Mes doigts entreprennent alors de se frayer un chemin entre les lèvres intimes de mon amie. Sa moiteur est telle que mon majeur glisse tout seul vers sa grotte humide, et mon pouce trouve son clitoris. Je sens qu'elle se contracte un peu sous la caresse de mes doigts, puis elle entame un mouvement de va-et-vient sur ma main, s'empalant sur mon majeur et se frottant contre mon pouce, tout en mordillant le bout de mes seins. Elle chevauche ainsi ma main un petit moment, haletante, les yeux clos, sa bouche de plus en plus rude avec mes mamelons, au fur et à mesure que le plaisir l'habite.

Lorsque je sens qu'elle approche du point de non-retour, je la repousse doucement. Je passe mes doigts sur sa bouche, qu'elle entrouvre pour les goûter. Elle a les joues en feu. Je la fais mettre debout, saisis la fermeture éclair de sa jupe et la fais glisser jusqu'en bas. La jupe tombe par terre et va rejoindre la petite culotte rouge. Elle saisit alors mon short de ses deux mains, puis d'un mouvement souple et rapide, entraîne avec lui ma petite culotte, me laissant totalement découverte. Elle me pousse vers la chaise où elle était auparavant assise, puis m'y fait asseoir sur le bord. Ses jambes viennent se frayer un passage entre mes cuisses, les faisant ainsi s'écarter largement, puis elle s'agenouille devant moi, se penche, et, les yeux plantés dans les miens, respire à son tour le parfum de mon sexe. Son nez passe dans ma toison, et sa langue effleure mes lèvres gonflées. Elle avance une main vers mon sexe et me pénètre de deux doigts. Puis, elle trouve mon clitoris et le chatouille du bout de la langue. Son adresse est indéniable, et je me trouve donc à mon tour très rapidement au bord de l'explosion, tremblante de plaisir, offerte à ses caresses.

Comme je l'ai fait avant elle, elle s'arrête. Reprenant légèrement mes esprits, je fais disparaître son t-shirt et lui arrache presque son soutien-gorge afin de découvrir ses jolis petits seins, que j'embrasse avec avidité. Ils frémissent sous ma langue, tendus à l'extrême, appelant mes baisers. Je les prends dans ma bouche, les suce et les mordille jusqu'à ce qu'elle menace de perdre l'équilibre. Je la prends alors par la main, puis l'entraîne dans la chambre, sur le lit.

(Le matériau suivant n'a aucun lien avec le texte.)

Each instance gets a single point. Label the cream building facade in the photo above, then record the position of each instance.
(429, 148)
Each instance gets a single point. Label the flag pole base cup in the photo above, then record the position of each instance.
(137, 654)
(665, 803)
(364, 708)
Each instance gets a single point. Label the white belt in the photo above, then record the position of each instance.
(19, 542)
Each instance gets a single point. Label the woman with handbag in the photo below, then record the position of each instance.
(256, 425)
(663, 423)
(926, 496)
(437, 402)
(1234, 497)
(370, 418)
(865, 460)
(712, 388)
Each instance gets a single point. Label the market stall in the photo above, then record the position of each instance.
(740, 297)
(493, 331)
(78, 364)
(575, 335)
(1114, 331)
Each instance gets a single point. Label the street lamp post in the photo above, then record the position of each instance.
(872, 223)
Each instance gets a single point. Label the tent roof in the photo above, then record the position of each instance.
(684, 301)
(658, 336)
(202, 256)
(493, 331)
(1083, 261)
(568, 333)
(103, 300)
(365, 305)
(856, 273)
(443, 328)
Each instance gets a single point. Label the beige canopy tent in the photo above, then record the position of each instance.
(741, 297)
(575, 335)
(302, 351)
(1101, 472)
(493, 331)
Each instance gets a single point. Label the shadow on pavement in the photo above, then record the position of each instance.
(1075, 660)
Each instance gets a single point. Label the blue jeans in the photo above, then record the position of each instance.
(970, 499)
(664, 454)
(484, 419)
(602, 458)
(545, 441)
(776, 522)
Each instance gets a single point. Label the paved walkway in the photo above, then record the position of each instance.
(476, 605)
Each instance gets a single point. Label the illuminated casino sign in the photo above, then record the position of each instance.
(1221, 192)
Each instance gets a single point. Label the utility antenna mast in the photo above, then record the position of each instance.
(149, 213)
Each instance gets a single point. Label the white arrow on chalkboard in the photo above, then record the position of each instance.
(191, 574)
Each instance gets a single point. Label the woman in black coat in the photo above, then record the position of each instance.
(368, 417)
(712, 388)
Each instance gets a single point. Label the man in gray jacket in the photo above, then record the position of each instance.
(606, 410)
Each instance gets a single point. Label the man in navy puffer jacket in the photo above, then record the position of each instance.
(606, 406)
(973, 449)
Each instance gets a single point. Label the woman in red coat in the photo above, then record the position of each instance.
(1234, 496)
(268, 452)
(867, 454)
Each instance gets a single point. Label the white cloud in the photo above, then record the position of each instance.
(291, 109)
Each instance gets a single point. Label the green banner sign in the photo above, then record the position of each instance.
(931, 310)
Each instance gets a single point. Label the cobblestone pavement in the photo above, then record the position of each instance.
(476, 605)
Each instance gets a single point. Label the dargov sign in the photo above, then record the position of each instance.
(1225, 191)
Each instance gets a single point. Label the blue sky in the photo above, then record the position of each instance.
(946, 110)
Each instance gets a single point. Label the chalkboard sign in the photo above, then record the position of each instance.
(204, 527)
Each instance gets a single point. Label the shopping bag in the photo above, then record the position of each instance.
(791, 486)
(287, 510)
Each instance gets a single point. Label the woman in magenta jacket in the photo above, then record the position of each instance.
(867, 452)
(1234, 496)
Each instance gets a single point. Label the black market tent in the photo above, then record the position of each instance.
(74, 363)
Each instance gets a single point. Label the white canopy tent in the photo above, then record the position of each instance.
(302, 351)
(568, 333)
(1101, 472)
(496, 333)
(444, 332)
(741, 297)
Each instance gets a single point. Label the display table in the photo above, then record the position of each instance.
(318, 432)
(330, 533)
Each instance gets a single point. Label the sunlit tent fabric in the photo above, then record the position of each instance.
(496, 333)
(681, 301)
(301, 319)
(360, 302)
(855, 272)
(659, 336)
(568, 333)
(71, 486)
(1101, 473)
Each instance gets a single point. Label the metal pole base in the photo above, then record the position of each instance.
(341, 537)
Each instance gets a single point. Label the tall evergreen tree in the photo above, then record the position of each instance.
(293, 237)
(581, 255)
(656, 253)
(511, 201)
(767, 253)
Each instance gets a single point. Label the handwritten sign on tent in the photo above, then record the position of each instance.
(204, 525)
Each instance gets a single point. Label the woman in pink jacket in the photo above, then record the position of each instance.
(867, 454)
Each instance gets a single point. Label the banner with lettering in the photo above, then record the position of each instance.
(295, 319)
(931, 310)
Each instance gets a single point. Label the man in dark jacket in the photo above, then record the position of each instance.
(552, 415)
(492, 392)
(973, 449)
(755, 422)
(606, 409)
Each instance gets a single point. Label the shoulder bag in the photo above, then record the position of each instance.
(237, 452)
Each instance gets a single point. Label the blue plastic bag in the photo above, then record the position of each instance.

Nous nous étendons, nous caressant mutuellement, nous touchant, nous goûtant. Je me couche sur le dos, puis l'invite à enfourcher mon visage. Elle se tourne alors, me présentant ses belles fesses rondes et pleines, et passe sa jambe par dessus ma tête, m'offrant une vue imprenable de son sexe perlé de désir. Sa croupe descend vers ma figure en même temps que sa tête se penche vers mon intimité. Nous goûtons alors à une nouvelle et intéressante version de la fameuse 69. Nos langues tantôt dardent l'intimité de l'autre tantôt agacent son clitoris, et s'enhardissent à mesure de le plaisir croît de nouveau, que nos muscles se contractent, l'une ou l'autre faisant parfois une pause afin que les deux puissent atteindre l'orgasme au même moment. Et lorsqu'il survient, nous nous affaissons l'une sur l'autre.

Quelques instant plus tard, nous nous redressons pour échanger un long baiser mêlé de nos deux fluides. Nous restons un long moment enlacées, respirant au même rythme, langoureusement étendues telles deux chattes repues, sans pudeur, sans malaise, plus complices que jamais.